First, we present an exploratory study of cross-domain transfer learning for polyp segmentation, aiming to identify effective starting points when only limited labeled endoscopic data are available. We conduct a comprehensive set of experiments comparing models pretrained on large-scale natural image datasets with those pretrained on diverse medical imaging modalities, including CT, MRI, and histopathology. We evaluate both convolutional neural network and transformer-based architectures, specifically, ResNet-50 and ViT-Small. These backbones are coupled with a DeepLabV3+ decoder for semantic polyp segmentation. Experiments are performed on three public datasets: CVC-ClinicDB, Kvasir-SEG, and SUN-SEG. Across all settings, ImageNet-pretrained models consistently outperform those pretrained on medical datasets. These results indicate that medical domain pretraining is not universally advantageous and highlight the importance of modality alignment when selecting pretrained models for polyp segmentation and other medical imaging tasks.

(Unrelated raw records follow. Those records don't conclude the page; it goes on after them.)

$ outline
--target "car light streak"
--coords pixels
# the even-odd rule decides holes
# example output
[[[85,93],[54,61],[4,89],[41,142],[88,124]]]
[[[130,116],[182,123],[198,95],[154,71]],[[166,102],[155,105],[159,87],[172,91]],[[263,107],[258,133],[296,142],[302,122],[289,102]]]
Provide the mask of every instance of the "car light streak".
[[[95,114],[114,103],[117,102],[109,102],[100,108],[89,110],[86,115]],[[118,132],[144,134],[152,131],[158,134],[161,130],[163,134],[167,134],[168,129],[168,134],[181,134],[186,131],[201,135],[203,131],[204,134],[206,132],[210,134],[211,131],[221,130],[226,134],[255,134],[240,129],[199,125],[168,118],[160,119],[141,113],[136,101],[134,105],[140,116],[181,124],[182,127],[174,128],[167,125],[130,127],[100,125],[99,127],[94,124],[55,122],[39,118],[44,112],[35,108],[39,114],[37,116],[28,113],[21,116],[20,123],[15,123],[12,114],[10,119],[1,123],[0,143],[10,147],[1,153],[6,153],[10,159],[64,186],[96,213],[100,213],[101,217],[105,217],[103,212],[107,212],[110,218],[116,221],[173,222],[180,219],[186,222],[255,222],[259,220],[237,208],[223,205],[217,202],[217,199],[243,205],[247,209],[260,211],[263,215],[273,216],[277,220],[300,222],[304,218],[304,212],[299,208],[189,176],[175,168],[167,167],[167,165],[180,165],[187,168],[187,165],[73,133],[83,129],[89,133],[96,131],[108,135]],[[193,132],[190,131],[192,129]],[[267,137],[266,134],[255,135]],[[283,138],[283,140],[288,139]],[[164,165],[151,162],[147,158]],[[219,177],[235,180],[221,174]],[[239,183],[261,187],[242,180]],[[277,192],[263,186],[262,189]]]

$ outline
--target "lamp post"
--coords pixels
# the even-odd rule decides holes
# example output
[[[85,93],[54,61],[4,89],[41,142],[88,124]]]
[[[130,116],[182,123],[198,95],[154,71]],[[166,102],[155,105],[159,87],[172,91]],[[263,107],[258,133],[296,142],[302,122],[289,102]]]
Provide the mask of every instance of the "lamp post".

Then, to address the scarcity of labeled endoscopic data, we leverage self-supervised learning (SSL) and introduce EndoMAE, a foundation model for endoscopic image analysis. We construct a dataset of over 6.5 million high-quality unlabeled frames extracted from clinical endoscopy videos and combine it with 3.5 million publicly available endoscopic images, resulting in more than 10 million frames for pretraining EndoMAE. To our knowledge, this is the largest dataset to date used for pre-training an endoscopic foundation model. EndoMAE follows the Masked Autoencoder (MAE) framework, employing masked image modeling to reconstruct missing patches of input endoscopic images, enabling the network to learn rich, domain-specific representations without manual labels or prompt engineering. We evaluate EndoMAE on fully disjoint endoscopic benchmarks for downstream image classification and polyp segmentation tasks. Our model demonstrates strong generalization to unseen data and outperform both supervised and self-supervised baselines. These results highlight the potential of SSL-based pretraining to create robust foundation models for endoscopic image analysis, reducing reliance on extensive manual annotation in downstream clinical tasks.

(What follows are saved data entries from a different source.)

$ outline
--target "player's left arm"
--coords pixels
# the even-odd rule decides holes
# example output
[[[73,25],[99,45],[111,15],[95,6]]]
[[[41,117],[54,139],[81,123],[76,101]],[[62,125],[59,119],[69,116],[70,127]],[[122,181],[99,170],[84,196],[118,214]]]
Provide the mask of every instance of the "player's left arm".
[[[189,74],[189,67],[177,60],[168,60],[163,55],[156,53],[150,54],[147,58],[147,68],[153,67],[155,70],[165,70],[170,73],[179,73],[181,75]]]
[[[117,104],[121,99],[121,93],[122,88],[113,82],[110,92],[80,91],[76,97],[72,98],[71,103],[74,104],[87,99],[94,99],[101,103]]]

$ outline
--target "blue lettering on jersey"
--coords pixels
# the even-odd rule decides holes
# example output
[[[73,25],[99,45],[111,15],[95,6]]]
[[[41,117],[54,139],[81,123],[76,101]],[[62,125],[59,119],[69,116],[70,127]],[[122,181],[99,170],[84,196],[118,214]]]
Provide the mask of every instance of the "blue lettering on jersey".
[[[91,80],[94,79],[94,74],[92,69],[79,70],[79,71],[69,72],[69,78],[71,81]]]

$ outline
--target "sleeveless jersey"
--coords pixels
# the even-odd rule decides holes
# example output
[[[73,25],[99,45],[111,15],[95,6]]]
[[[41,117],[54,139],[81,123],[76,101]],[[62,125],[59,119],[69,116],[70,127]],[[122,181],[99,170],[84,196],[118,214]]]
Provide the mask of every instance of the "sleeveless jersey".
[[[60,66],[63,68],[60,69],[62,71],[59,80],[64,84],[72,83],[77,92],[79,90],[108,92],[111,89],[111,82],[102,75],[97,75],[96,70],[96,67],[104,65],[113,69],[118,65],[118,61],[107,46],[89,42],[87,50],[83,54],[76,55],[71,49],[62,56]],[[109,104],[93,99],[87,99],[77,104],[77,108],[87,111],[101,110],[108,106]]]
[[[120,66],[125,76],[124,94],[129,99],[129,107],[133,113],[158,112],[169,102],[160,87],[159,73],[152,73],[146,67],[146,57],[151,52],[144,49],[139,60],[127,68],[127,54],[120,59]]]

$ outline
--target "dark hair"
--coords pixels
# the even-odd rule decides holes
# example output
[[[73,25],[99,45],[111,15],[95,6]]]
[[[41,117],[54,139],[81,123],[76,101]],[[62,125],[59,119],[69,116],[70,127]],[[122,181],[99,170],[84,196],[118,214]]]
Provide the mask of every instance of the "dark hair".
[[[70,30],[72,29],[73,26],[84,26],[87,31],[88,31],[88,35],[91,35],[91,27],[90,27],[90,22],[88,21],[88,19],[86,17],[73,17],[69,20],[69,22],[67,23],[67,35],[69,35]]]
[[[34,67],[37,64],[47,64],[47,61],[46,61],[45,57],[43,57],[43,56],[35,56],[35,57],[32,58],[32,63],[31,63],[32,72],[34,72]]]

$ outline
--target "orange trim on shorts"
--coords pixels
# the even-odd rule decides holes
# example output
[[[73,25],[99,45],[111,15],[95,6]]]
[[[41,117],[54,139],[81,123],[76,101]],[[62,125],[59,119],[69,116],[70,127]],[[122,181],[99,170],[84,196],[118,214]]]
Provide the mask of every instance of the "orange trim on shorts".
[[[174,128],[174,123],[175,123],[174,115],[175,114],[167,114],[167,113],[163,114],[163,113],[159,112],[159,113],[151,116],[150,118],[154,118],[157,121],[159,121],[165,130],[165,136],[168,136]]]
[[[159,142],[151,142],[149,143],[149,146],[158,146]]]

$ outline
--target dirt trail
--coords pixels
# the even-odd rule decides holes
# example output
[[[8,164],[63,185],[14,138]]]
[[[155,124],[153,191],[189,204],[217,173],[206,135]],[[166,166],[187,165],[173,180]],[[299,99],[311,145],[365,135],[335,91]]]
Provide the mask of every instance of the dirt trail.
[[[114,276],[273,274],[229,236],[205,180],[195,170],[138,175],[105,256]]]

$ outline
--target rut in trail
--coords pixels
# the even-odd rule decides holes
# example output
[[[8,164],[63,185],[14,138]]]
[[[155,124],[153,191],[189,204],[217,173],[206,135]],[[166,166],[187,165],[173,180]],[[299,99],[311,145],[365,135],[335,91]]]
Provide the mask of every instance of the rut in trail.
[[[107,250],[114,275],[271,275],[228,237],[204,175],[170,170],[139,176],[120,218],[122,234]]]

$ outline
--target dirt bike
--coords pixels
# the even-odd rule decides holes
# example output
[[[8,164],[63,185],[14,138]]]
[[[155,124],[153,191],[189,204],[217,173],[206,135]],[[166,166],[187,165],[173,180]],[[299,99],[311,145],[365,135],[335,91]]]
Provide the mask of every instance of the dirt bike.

Finally, we plan to address the challenge of translating research advances into more clinically relevant tools by extending our work from two-dimensional segmentation to three-dimensional visualization. In this final project, we propose a multistage framework that sequentially leverages state-of-the-art deep learning models to progress from 2D polyp segmentation to detailed 3D reconstruction of polyp surfaces in endoscopic images. The pipeline integrates a YOLO-based polyp detector, SAM2 for segmentation via bounding-box prompting, MiDaS for depth estimation, and a final reconstruction stage that fuses depth and mask data to produce realistic three-dimensional visualizations. Such reconstructions can help physicians better assess polyp morphology, plan resections, and communicate findings to patients. By augmenting conventional polyp detection with spatial depth information and intuitive 3D views, this work aims to bridge the gap between detection accuracy and clinical interpretability, providing richer spatial context to support future integration into endoscopic workflows, which is a critical step toward the next generation of computer-aided endoscopic systems.